Researchers find a genetic link between the human brain and a
sea-dwelling worm. The finding suggests that, to capture the entire
evolutionary picture, biologists need to cast a wider net, to include
animals that don't look alike.
An adult acorn worm with its proboscis on the bottom right and tail on the top left.
Biologists may need to rethink where to look for evolutionary changes
responsible for the origin of vertebrates, including humans, as a
result of research at Stanford University and the University of Chicago.
Chris Lowe and Ari Pani, biologists at Stanford's Hopkins Marine Station,
discovered some of the essential genetic machinery previously thought
exclusive to vertebrate brains in a surprising place – a sea dwelling,
bottom-feeding acorn worm, Saccoglossus kowalevskii.

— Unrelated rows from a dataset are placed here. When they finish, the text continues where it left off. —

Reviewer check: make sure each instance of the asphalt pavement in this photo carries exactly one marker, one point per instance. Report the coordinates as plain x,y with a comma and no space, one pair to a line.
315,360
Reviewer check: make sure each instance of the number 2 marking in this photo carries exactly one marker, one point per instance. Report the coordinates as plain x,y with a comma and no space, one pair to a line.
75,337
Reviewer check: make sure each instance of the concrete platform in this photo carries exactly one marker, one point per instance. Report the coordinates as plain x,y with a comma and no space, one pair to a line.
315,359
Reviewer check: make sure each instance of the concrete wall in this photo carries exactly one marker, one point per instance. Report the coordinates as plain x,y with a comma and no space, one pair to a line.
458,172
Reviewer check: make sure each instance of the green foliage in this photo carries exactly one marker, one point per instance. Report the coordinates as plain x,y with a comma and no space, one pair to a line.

These worms lack vertebrate-like brains, and are, in fact, separated
from vertebrates by over 500 million years of evolution. The worms are
even classified in a different phylum, the hemichordates.
"The closer we looked, the more similarities we found between these
strange worms and vertebrate brains in their underlying molecular
blueprints," said Lowe, an assistant professor of biology. "This
suggests that essential parts of these blueprints, previously thought to
be unique to complex brains, have much earlier evolutionary origins." A
research paper by Lowe, graduate student Pani and collaborators was
published this week in Nature.
The researchers say this discovery shows the need to consider that
modern animals may have lost certain ancient processes and traits, and
that biologists need to cast a wide net – including under-investigated
and different-looking animals – in order to capture the entire
evolutionary picture.
The research
As the brain develops in a vertebrate embryo, key genetic signaling
centers lay the chemical foundation for brain development, like
scaffolding for a building. Researchers previously thought that
important elements of this scaffolding were exclusive to humans and
other vertebrates, since they are absent elsewhere, even in close
relatives of vertebrates.
In particular, most of the centers are lacking in a small, fishlike
organism called amphioxus, commonly thought to be the best living
example of the first chordates because they share many anatomical,
developmental and genetic characteristics with vertebrates.
That absence led to the theory that several brain signaling centers
evolved in early vertebrates in conjunction with more advanced parts of
the brain, like the forebrain, the region responsible for higher thought
processes. However, the Lowe lab's surprising finding shows that the
scaffolding has much deeper roots in the tree of life – before humans,
vertebrates and acorn worms – in a mysterious common ancestor.
More broadly, because vertebrates share these essential, hidden,
brain-making processes with squirming, spineless acorn worms, biologists
need to search beyond looks to find common genetic and evolutionary
similarities.
Searching for vertebrate origins
From the earliest days of evolutionary biology, when Charles Darwin
compared the beaks of Galapagos finches, scientists compared animals to
each other by looking at sizes, shapes and arrangements of body parts.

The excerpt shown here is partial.